Portable Antiquity Collecting and Heritage Issues: Passing Through, Caught my Eye

Oh honestly, the suggestion of impropriety is an anti-dealer slur I abhor.

If you're going to question the integrity of Bakarat, although I rarely visit them, I have not heard anyone ever substantiate a claim that they were selling fakes.

In fact of the legal cases brought against them, every single one seems to have been because of selling looted material and NOT fakes - they are not run by Mr Weiss!

 Iran vs Barakat; Iran 1 - Barakat 0: see the Court of Appeal judgement here over material the Iranians argued was from Jiroft.

Similarly with claims that Barakat was selling Cuneiform tablets of dubious provenance, this book argues that they were looted, but never suggests that they were fake.

I could go on, but these two screenshots of Google searches make my point:

There are many fakes or dubious items on the market - for example both Paul Barford and I feel uncomfortable with the 'Byzantine' silver plate at Bonhams, an opinion shared by everyone else I've asked about it - but people have to stop throwing mud at dealers just because they are against the perfectly legal practice of collecting.

Has Barakat had items that turned out to be looted?
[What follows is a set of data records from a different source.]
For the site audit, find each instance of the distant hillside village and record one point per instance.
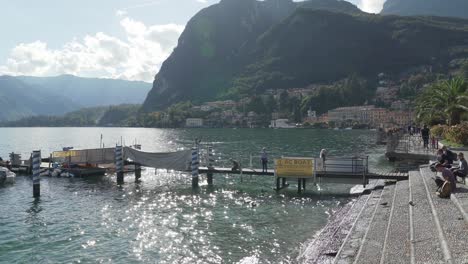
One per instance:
(391, 110)
(366, 116)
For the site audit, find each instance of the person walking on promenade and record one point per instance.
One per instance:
(425, 136)
(264, 158)
(323, 157)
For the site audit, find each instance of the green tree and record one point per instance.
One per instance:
(447, 99)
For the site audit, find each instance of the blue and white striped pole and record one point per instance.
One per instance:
(36, 167)
(195, 165)
(209, 175)
(119, 164)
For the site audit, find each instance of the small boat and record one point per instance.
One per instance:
(6, 176)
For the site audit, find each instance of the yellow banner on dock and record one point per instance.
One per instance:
(294, 167)
(64, 154)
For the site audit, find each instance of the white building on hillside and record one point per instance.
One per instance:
(194, 122)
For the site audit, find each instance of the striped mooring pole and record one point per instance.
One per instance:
(209, 175)
(195, 165)
(36, 167)
(119, 164)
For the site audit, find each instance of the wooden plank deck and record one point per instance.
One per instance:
(320, 174)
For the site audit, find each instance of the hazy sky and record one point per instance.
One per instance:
(126, 39)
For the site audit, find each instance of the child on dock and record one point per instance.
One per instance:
(264, 159)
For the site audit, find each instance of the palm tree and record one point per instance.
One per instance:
(447, 100)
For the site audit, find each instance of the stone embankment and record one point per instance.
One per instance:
(398, 222)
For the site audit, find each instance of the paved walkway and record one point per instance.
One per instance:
(405, 222)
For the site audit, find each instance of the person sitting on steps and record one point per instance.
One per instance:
(447, 176)
(462, 169)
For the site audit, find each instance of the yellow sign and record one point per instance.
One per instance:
(294, 167)
(64, 154)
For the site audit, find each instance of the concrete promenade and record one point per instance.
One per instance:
(398, 222)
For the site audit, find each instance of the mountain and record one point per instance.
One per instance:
(90, 92)
(243, 47)
(18, 100)
(445, 8)
(25, 96)
(218, 43)
(313, 46)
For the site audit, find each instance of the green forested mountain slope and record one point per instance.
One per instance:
(242, 47)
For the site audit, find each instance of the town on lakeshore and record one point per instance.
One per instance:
(234, 131)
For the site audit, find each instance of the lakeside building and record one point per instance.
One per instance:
(370, 115)
(281, 123)
(194, 122)
(359, 114)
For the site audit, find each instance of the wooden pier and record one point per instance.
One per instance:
(408, 148)
(319, 176)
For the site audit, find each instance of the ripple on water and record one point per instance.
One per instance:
(161, 220)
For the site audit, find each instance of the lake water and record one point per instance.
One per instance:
(161, 219)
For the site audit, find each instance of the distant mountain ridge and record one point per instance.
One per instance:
(244, 47)
(24, 96)
(444, 8)
(218, 43)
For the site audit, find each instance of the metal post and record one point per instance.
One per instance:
(119, 164)
(36, 165)
(137, 172)
(209, 175)
(195, 166)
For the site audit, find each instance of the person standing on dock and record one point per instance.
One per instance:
(264, 158)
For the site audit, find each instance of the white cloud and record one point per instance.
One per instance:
(120, 13)
(371, 6)
(138, 57)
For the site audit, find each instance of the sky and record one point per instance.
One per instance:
(119, 39)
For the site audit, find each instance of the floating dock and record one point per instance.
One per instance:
(408, 148)
(400, 222)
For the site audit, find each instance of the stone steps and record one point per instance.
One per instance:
(397, 242)
(409, 223)
(427, 248)
(352, 243)
(374, 239)
(325, 245)
(453, 227)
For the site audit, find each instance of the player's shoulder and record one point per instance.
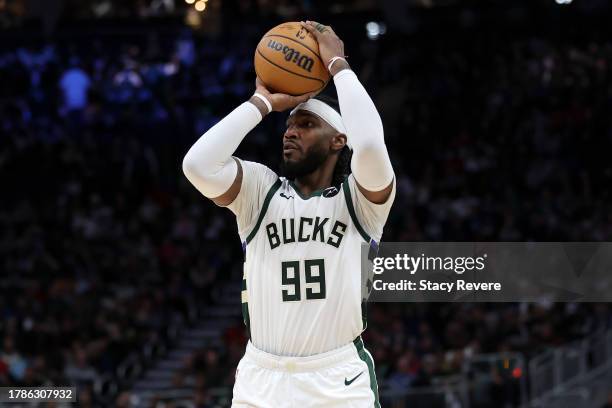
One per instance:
(255, 167)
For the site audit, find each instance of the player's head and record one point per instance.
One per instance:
(315, 135)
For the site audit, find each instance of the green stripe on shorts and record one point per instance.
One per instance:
(365, 356)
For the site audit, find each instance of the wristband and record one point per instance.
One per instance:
(264, 100)
(334, 59)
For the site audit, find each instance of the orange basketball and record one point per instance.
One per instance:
(287, 60)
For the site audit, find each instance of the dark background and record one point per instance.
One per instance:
(497, 119)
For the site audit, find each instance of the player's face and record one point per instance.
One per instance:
(306, 144)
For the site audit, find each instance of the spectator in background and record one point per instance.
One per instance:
(74, 84)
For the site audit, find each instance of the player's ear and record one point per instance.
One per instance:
(338, 141)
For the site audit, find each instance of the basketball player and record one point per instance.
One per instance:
(302, 235)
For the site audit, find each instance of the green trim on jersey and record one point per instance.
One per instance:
(306, 197)
(264, 208)
(351, 208)
(365, 357)
(245, 311)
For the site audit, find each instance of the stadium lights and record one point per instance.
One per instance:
(200, 5)
(374, 29)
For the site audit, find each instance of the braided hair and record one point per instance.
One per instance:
(343, 165)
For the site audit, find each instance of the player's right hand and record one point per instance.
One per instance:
(281, 102)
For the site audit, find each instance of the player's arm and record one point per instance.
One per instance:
(209, 164)
(370, 164)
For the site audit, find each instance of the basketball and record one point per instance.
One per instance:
(287, 60)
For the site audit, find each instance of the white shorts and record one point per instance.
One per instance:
(339, 378)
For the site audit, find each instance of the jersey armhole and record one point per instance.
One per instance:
(262, 213)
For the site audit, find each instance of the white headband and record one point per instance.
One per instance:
(325, 112)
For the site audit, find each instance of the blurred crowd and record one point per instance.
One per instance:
(103, 242)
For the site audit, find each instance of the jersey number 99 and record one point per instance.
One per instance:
(310, 266)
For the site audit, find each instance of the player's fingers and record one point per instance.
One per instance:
(321, 28)
(303, 98)
(310, 28)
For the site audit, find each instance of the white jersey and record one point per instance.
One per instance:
(302, 274)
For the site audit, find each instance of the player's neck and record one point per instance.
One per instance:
(317, 180)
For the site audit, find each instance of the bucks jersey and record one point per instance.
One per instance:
(302, 275)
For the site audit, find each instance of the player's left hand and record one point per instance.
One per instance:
(330, 45)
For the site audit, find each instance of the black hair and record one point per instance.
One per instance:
(343, 165)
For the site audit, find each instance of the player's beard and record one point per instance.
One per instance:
(314, 158)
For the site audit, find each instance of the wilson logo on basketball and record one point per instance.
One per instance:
(292, 55)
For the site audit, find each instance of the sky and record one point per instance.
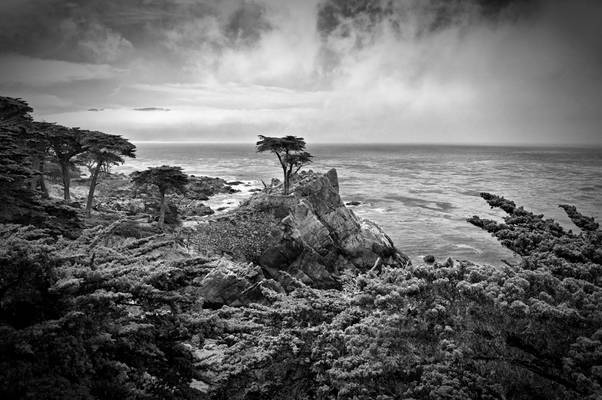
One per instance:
(366, 71)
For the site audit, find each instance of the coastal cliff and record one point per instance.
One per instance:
(291, 297)
(309, 234)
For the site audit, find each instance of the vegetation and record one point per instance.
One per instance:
(122, 312)
(291, 154)
(65, 145)
(103, 150)
(167, 179)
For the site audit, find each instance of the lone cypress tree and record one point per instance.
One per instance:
(290, 151)
(167, 179)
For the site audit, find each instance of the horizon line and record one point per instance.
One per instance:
(474, 144)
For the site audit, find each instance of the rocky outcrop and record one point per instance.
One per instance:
(309, 234)
(234, 284)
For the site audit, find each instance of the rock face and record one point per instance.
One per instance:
(234, 284)
(309, 234)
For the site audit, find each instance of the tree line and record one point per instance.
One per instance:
(28, 146)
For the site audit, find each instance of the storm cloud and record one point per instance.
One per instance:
(435, 71)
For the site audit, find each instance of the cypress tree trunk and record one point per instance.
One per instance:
(66, 182)
(285, 184)
(35, 165)
(93, 180)
(43, 181)
(162, 210)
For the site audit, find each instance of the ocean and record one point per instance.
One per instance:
(420, 195)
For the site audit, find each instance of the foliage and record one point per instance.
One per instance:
(167, 179)
(451, 330)
(290, 151)
(78, 320)
(64, 145)
(102, 150)
(20, 146)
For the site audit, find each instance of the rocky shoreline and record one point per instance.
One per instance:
(293, 296)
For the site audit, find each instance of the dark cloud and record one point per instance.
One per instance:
(510, 71)
(118, 31)
(151, 109)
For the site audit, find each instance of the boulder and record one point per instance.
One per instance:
(234, 284)
(310, 234)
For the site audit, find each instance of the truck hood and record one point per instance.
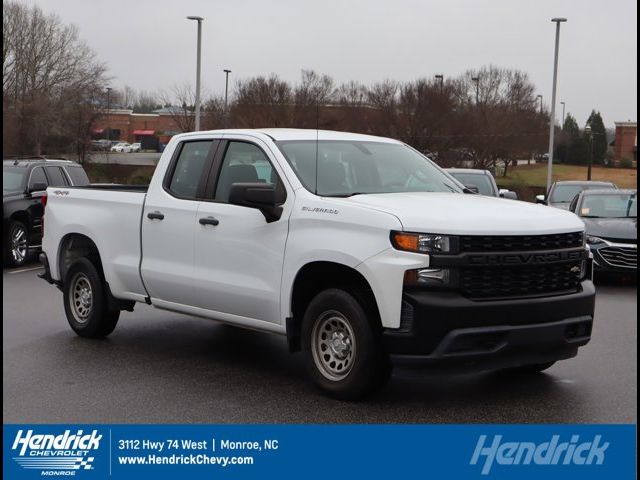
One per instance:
(457, 214)
(613, 228)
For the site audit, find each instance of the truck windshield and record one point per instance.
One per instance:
(483, 182)
(13, 179)
(346, 168)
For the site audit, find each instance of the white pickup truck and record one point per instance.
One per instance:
(360, 250)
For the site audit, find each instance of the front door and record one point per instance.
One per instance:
(239, 256)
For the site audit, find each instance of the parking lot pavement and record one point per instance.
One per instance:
(164, 367)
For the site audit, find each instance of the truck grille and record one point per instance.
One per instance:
(620, 256)
(520, 281)
(520, 243)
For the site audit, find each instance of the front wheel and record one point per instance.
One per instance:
(342, 348)
(85, 302)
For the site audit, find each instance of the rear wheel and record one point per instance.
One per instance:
(85, 302)
(16, 244)
(342, 348)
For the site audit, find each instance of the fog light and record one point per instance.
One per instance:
(436, 277)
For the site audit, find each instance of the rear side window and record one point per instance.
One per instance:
(78, 175)
(56, 177)
(189, 169)
(37, 176)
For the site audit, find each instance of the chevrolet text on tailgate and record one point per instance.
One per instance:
(360, 250)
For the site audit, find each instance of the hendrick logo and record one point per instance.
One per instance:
(56, 455)
(552, 452)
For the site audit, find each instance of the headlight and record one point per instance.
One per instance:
(593, 240)
(423, 242)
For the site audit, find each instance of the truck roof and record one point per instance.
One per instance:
(292, 134)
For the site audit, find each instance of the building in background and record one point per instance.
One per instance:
(626, 141)
(151, 130)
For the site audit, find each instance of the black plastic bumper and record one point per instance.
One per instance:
(46, 275)
(446, 329)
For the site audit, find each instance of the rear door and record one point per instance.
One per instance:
(239, 255)
(169, 223)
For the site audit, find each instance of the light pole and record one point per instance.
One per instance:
(552, 118)
(107, 122)
(587, 131)
(199, 20)
(226, 95)
(440, 77)
(540, 97)
(477, 80)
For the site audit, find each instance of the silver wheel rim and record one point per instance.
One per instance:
(333, 345)
(19, 244)
(81, 297)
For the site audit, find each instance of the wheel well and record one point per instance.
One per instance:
(75, 246)
(21, 216)
(317, 276)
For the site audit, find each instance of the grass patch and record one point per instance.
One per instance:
(536, 175)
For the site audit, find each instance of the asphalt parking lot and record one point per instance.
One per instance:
(164, 367)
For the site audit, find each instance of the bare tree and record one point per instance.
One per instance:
(44, 65)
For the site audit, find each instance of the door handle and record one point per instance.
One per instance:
(155, 215)
(209, 221)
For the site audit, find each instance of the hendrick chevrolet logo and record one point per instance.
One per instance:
(524, 258)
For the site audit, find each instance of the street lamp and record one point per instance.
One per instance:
(477, 80)
(226, 94)
(199, 20)
(587, 131)
(441, 78)
(552, 119)
(540, 97)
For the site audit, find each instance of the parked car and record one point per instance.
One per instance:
(562, 193)
(23, 184)
(611, 220)
(387, 260)
(121, 147)
(482, 180)
(100, 145)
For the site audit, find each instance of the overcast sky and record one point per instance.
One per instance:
(150, 45)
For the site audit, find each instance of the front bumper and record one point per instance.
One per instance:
(615, 257)
(445, 329)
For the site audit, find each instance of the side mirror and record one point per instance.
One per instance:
(37, 187)
(509, 194)
(261, 196)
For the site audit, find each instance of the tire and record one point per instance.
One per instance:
(16, 251)
(528, 369)
(342, 347)
(85, 301)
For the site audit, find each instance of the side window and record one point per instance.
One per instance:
(189, 169)
(246, 163)
(37, 176)
(78, 175)
(56, 177)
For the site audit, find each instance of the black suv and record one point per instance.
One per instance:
(23, 185)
A court ruled that it had. Have they been selling fakes? Not as far as I am aware.

There is a big difference because fakes were not looted, and archaeological sites were not destroyed to find them.

1 comment:

  1. Hi, I suspect you have misunderstood the sense of what I wrote. Personally, I would expect Mr B. (like other dealers do) to have some broadly-formulated statement that all his goods have been legally-sourced and "sold with a guarantee of clear title" as well as being guaranteed as authentic (not fake). Have a look though what he actually guarantees on the page to which I linked. That is the point I was making. What one makes of that is another matter.